On that night, in my dream, my family souls congratulated me for my graduation. They actually threw a party for me. I clearly remember the scene of them ringing party poppers with happy decorations.

**–**—**–**–

After this graduation ceremony, I started communicating with Daigo again. He is now in our spiritual homeland and we can communicate directly through our thoughts. He told me it is up to me if I want to have him as my son on this lifetime. If I decide, our family souls will do their best to support for my next pregnancy. I thought about it and made my mind not to have him in a physical form on this lifetime. I am very reluctant of going through pregnancy and labor. I don’t have fear at this moment, but I don’t want to go through. I know I don’t like hospitals and doctors. I want to stay away from hospitals.

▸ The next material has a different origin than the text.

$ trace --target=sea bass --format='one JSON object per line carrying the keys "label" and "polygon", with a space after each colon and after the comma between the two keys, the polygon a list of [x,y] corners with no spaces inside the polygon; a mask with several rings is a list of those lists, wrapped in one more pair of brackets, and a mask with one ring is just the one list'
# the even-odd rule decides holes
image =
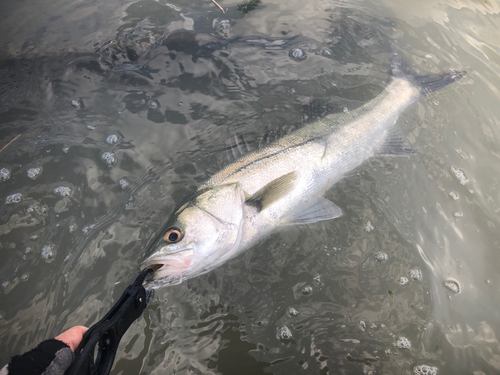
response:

Daigo understood what I felt and what I meant. We agreed to come back to other life together on our next life. It might not be in the planet Earth. We might choose other star or planet.

I am grateful when Daigo told me he would respect my free will. My other family souls were the same way. They never step in my free will. They always respect my free will and wait for my decision. I really appreciate them so that I can fully take responsibility on every single of my decision.

I believe this miscarriage was supposed to happen. Thanks to this pregnancy, I noticed of my health condition that needed my attention. Thanks to this pregnancy, I could remember about my life mission; why I am here. Thanks to this pregnancy, I could go through lots of peoples’ love; starting from my husband and my daughter, my Japanese parents and my Navajo parents, my friends. Thanks to this pregnancy, I could reconnect with Daigo so that I can freely communicate with him directly right now. He is now just a thought away.

**–**—**–**–**–

Later on, I looked up the meaning of the number 222 (February 22nd) on Doreen Virtue’s website. Angel Therapy.

It was written like this.

“Trust that everything is working out exactly as it’s supposed to, with Divine blessings for everyone involved. Let go and have faith”.

I do believe my miscarriage was part of God’s plan. I knew Daigo was supposed to be born as my son in my original life plan, but it changed. It happens. Not all the blueprint of life plans will go as we planned. Because of our free will and influence of surrounding environment, we sometimes have to flexibly adjust ourselves to plan-B. And, it is okay.

I appreciate for everything to strengthen my soul. I appreciate for everybody who supported my spiritual journey. From my heart, Thank you-to everybody and every events, and all the spirits around me.